In the present study, a novel series of N‐((substituted)carbamothioyl)‐2,4‐dimethylquinoline‐3‐carboxamide (7a‐7s) was synthesized by microwave‐assisted method. Structure of these derivatives was examined by spectroscopic techniques such as 1H NMR, 13C NMR, FT‐IR, and ESI‐MS. Further, the novel synthesized compounds were evaluated for their in‐vitro biological activities against antibacterial, antifungal, antimalarial, and antituberculosis activity as well as for in‐silico study.

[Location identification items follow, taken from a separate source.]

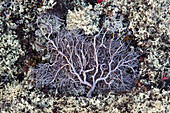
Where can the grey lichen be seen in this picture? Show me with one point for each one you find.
(10, 50)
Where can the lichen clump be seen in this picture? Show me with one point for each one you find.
(10, 50)
(86, 19)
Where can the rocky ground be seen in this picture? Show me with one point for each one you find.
(149, 22)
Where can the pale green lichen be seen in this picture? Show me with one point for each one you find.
(86, 19)
(10, 50)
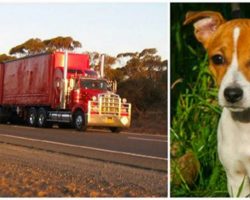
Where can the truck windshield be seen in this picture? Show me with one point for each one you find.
(94, 84)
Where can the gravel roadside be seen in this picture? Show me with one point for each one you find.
(28, 172)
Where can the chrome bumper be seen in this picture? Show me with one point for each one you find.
(108, 121)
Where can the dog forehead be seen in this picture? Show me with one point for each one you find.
(225, 35)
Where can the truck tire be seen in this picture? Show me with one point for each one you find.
(115, 129)
(32, 117)
(3, 118)
(79, 121)
(42, 118)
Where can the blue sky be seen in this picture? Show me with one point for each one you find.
(109, 28)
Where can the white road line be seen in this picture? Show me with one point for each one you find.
(146, 139)
(85, 147)
(144, 134)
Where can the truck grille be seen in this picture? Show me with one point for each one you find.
(110, 104)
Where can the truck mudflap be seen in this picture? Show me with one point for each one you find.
(109, 111)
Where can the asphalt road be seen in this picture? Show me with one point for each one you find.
(133, 149)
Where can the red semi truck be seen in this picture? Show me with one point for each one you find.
(59, 88)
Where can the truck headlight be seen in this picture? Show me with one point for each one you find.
(124, 120)
(124, 100)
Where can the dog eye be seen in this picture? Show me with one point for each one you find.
(218, 59)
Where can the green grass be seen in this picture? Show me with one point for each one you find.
(194, 128)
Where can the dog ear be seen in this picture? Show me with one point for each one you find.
(206, 23)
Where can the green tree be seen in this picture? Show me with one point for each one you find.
(31, 46)
(61, 43)
(4, 57)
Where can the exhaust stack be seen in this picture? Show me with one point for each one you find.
(102, 66)
(65, 81)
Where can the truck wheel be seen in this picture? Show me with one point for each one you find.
(41, 118)
(3, 119)
(79, 121)
(115, 129)
(32, 117)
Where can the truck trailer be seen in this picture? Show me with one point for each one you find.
(60, 88)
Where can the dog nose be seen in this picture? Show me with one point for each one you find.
(233, 94)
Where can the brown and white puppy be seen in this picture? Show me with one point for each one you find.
(228, 46)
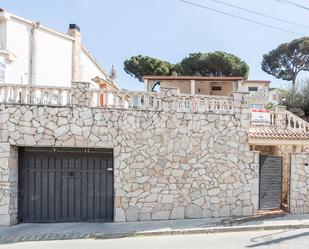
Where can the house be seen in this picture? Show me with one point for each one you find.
(142, 156)
(215, 86)
(32, 54)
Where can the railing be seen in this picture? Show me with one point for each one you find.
(296, 123)
(260, 96)
(205, 103)
(288, 120)
(126, 99)
(37, 95)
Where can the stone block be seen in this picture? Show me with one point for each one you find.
(193, 211)
(132, 214)
(161, 215)
(178, 213)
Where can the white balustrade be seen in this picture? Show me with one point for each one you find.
(205, 103)
(294, 122)
(289, 121)
(37, 95)
(126, 99)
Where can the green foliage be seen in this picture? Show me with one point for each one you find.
(203, 64)
(287, 60)
(297, 98)
(214, 64)
(139, 66)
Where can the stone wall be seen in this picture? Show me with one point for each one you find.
(8, 184)
(299, 188)
(167, 164)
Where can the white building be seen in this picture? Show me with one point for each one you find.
(36, 55)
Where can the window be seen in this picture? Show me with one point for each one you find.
(2, 71)
(252, 88)
(256, 106)
(216, 88)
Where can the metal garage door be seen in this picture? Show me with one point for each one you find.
(58, 185)
(270, 182)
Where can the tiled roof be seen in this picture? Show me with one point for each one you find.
(269, 132)
(197, 78)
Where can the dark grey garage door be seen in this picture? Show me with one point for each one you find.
(270, 182)
(58, 185)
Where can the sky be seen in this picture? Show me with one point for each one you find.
(114, 30)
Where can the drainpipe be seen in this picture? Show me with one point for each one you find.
(32, 54)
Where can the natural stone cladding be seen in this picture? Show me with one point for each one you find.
(167, 164)
(299, 191)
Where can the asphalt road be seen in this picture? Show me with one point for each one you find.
(283, 239)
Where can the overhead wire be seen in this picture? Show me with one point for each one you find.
(294, 4)
(241, 18)
(260, 14)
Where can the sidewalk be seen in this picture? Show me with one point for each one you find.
(58, 231)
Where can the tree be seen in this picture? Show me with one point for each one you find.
(214, 64)
(296, 97)
(204, 64)
(139, 66)
(287, 60)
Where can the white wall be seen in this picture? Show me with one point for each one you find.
(259, 85)
(53, 56)
(18, 44)
(91, 70)
(2, 34)
(53, 59)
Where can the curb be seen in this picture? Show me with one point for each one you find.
(98, 235)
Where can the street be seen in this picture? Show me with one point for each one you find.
(263, 239)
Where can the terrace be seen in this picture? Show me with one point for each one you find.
(166, 99)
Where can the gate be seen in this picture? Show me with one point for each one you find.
(270, 182)
(58, 185)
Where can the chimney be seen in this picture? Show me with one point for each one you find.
(77, 66)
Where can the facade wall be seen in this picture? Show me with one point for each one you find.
(260, 86)
(201, 87)
(167, 164)
(18, 40)
(53, 59)
(90, 69)
(299, 188)
(8, 184)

The antimalarial results demonstrated that compounds 7c and 7q (0.02 μg/mL) have notable potency against Plasmodium falciparum compared with chloroquine (0.02 μg/mL); compounds 7l (0.10 μg/mL), 7e, 7s (0.19 μg/mL), 7b, 7p (0.15 μg/mL), 7a, 7f, and 7f (0.25 μg/mL) also exhibited good activity against P. falciparum compared with quinine (0.26 μg/mL) as standard drug. Docking was performed on PFDHFR‐TS, given the effect of compounds against the P. falciparum strain was excellent in comparison with standard drug. Molecular docking suggested that compounds 7b, 7i and 7c, 7e, and 7l closely bind with the active site of protein 3JSU and 4DP3, respectively, and compared with biological activity. We have also carried out molecular dynamics simulation on the best dock compound 7e complex with PDB: 3JSU to check the stability of docked complex and their molecular interaction. The calculated ADME‐Tox descriptors for the synthesized compounds validated good pharmacokinetics properties, suggesting that these compounds could be used as hit for the development of the new active agents.